Krenn: Abstract

Karl Jaspers, die „Achsenzeit“ und die marxistische Geschichtstheorie

Mit „Achsenzeit“ umschreibt der deutsch-schweizer Philosoph Karl Jaspers (1883-1969) die von ihn vorgenommene Neupositionierung der anthropologischen Stellung des Menschen in der Geschichte, die sich entlang der globalgeschichtlich zu beschreibenden Entwicklung einer rationalen Bewusstseinsphilosophie festmachen ließe. Kernstück dieses Theorems bildet die von Jaspers getätigte Feststellung, wonach im Zeitraum von 800 bis 200 v.

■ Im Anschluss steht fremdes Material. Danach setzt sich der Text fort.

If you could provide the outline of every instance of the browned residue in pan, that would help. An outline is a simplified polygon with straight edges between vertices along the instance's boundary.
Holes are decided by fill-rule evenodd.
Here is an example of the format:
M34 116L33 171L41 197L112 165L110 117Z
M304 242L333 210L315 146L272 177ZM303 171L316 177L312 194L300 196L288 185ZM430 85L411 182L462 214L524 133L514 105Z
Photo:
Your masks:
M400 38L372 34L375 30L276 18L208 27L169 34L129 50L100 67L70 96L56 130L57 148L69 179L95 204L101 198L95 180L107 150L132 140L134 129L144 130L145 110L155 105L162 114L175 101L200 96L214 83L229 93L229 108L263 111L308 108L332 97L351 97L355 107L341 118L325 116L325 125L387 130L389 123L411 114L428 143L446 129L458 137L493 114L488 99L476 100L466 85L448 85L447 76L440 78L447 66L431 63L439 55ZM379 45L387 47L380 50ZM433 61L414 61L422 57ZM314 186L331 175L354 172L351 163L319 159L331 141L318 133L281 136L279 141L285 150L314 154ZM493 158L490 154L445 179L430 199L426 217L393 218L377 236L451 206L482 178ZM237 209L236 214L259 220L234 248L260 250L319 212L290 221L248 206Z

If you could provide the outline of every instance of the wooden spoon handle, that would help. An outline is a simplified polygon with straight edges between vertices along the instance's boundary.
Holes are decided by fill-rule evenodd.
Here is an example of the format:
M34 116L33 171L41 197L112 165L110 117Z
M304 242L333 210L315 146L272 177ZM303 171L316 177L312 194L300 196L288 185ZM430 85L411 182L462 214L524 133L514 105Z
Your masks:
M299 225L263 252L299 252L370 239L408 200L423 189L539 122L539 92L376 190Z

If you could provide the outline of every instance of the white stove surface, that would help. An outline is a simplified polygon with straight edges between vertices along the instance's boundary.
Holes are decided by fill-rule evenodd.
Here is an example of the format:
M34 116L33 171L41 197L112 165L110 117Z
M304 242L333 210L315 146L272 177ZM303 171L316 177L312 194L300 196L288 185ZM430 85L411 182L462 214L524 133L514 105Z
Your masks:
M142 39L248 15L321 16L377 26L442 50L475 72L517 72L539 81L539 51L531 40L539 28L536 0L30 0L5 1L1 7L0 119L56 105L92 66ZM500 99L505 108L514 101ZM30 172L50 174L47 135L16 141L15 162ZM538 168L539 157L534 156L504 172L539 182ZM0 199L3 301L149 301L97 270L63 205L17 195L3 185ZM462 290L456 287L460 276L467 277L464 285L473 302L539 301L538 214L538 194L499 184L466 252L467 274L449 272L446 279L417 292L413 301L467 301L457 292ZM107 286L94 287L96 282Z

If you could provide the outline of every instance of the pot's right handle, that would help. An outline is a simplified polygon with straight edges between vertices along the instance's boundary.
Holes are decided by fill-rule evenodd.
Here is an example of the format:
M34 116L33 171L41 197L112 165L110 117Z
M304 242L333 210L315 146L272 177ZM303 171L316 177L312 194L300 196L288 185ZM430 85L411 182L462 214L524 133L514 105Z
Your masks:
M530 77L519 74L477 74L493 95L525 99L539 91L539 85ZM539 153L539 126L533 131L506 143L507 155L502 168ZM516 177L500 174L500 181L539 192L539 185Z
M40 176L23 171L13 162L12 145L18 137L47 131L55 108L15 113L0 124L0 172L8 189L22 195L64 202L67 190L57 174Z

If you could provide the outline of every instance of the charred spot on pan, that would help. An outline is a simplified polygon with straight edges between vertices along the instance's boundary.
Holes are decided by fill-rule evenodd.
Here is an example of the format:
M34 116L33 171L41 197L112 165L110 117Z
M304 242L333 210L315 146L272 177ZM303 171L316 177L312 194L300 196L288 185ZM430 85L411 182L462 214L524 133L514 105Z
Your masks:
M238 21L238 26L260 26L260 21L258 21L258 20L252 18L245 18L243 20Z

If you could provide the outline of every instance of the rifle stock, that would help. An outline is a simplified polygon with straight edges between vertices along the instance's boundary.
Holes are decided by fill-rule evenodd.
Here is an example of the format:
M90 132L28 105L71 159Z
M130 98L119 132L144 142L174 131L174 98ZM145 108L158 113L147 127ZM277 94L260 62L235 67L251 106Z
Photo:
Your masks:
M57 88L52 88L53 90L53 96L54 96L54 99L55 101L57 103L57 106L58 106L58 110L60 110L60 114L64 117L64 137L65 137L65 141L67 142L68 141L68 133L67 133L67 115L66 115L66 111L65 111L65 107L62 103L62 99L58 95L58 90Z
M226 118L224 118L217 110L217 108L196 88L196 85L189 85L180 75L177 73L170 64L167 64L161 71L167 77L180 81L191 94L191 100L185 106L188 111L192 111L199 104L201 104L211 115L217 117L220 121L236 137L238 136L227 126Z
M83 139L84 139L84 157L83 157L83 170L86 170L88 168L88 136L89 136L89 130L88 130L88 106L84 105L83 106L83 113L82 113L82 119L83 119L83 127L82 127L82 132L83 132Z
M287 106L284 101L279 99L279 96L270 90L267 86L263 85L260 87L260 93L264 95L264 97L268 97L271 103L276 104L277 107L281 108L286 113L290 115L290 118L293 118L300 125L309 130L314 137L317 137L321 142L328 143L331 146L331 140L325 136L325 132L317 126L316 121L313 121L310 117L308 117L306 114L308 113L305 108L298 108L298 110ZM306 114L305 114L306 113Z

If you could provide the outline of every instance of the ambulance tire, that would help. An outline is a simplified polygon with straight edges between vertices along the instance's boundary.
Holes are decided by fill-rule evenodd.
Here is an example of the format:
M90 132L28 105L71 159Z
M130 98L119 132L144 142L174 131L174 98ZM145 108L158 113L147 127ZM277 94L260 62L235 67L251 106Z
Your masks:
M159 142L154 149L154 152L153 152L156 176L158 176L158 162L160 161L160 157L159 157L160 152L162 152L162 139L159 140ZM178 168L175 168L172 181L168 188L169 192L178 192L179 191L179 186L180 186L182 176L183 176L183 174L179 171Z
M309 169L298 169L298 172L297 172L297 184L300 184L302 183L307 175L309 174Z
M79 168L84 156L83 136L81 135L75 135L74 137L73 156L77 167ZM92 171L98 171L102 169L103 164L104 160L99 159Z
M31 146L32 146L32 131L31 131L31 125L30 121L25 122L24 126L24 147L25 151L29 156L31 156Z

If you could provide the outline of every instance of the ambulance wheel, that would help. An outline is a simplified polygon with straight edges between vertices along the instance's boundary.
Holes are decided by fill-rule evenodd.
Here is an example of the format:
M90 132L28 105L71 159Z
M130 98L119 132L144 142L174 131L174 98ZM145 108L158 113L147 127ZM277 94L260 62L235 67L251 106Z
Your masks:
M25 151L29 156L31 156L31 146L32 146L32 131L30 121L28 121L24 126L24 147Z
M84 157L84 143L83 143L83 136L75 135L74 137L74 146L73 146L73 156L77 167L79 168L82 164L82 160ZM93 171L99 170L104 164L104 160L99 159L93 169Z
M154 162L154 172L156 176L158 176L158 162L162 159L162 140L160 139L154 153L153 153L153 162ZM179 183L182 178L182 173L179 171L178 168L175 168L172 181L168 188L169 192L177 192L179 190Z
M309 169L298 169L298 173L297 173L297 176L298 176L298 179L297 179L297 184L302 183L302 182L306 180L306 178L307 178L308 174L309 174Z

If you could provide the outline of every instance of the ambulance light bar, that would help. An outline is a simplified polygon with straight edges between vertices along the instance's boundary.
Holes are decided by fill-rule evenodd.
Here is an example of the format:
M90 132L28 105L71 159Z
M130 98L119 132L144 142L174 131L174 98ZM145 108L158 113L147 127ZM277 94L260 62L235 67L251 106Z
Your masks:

Chr. ein empirisch einheitlicher Bezugspunkt in fernöstlich-orientalisch-abendländischer Perspektive bezeichnet werde, der sich durch die Gleichzeitigkeit einer Neuordnung des „geschichtlichen Selbstverständnisses“ ergeben habe und die „überwältigendste Fruchtbarkeit in der Gestaltung des Menschseins“ darstelle. In dieser Zeitspanne sei „der Mensch, mit dem wir bis heute leben“, entstanden. Die Grundlage dieser angesprochenen Neuorientierung sah Jaspers nun in einem kognitiv-bewusstseinsmäßigen Paradigmenwechsel in allen drei Welten: Der Mensch, so Jaspers, sei sich „des Seins im Ganzen, seiner selbst und seiner Grenzen bewußt“ geworden. Er „erfährt die Furchtbarkeit der Welt und die eigene Ohnmacht. Er stellt radikale Fragen. Er drängt vor dem Abgrund auf Befreiung und Erlösung. Indem er mit Bewußtsein seine Grenzen erfaßt, steckt er sich die höchsten Ziele. Er erföhrt die Unbedingtheit in der Tiefe des Selbstseins und in der Klarheit der Transzendenz.“ (alle Zitate aus: Karl Jaspers, Vom Ursprung und Ziel der Geschichte. Ungekürzte Neuausgabe, München 1963)
Im Rahmen der Ausführungen auf der Wiener Tagung soll der Versuch unternommen werden, Jaspers‘ Theorem von der „Achsenzeit“ einer Relektüre aus Perspektive der marxistischen Geschichtstheorie zu unterziehen, wobei hier insbesondere auf die Leistungsfähigkeit der so genannten materialistischen Formationstheorie einzugehen ist. Vor diesem Hintergrund kann die a-historisch anmutende Überdeterminierung der Problemgeschichte des menschlichen Denkens durch Jaspers um eine historisch-soziologische Problemebene erweitert werden, die nach der spezifischen historischen Verbindung von ideeller Reflexion und materieller Produktion frägt. Die „Achsenzeit“ wäre in einer solchen Perspektive eine formationsgebundene historische Erscheinung, der in ihr von Jaspers beschriebene neue Gehalt des Denkens wieder rückgekoppelt an die ökonomisch-gesellschaftliche Entwicklung. Nur eine derartige Erweiterung des geschichtsphilosophischen Fundaments der These kann, so die zentrale These des Vortrags, eine geschichtsphilosophische Verengung der „Achsenzeit“ verhindern und gleichzeitig das empirische Problem lösen, das mit diesem Konzept verbunden ist: die Frage, wieso uns der moderne Mensch im Zeitraum 800 bis 200 v. Chr. zwar begegnet, jedoch erst in der Epoche der Aufklärung gewissermaßen „zu sich“ findet.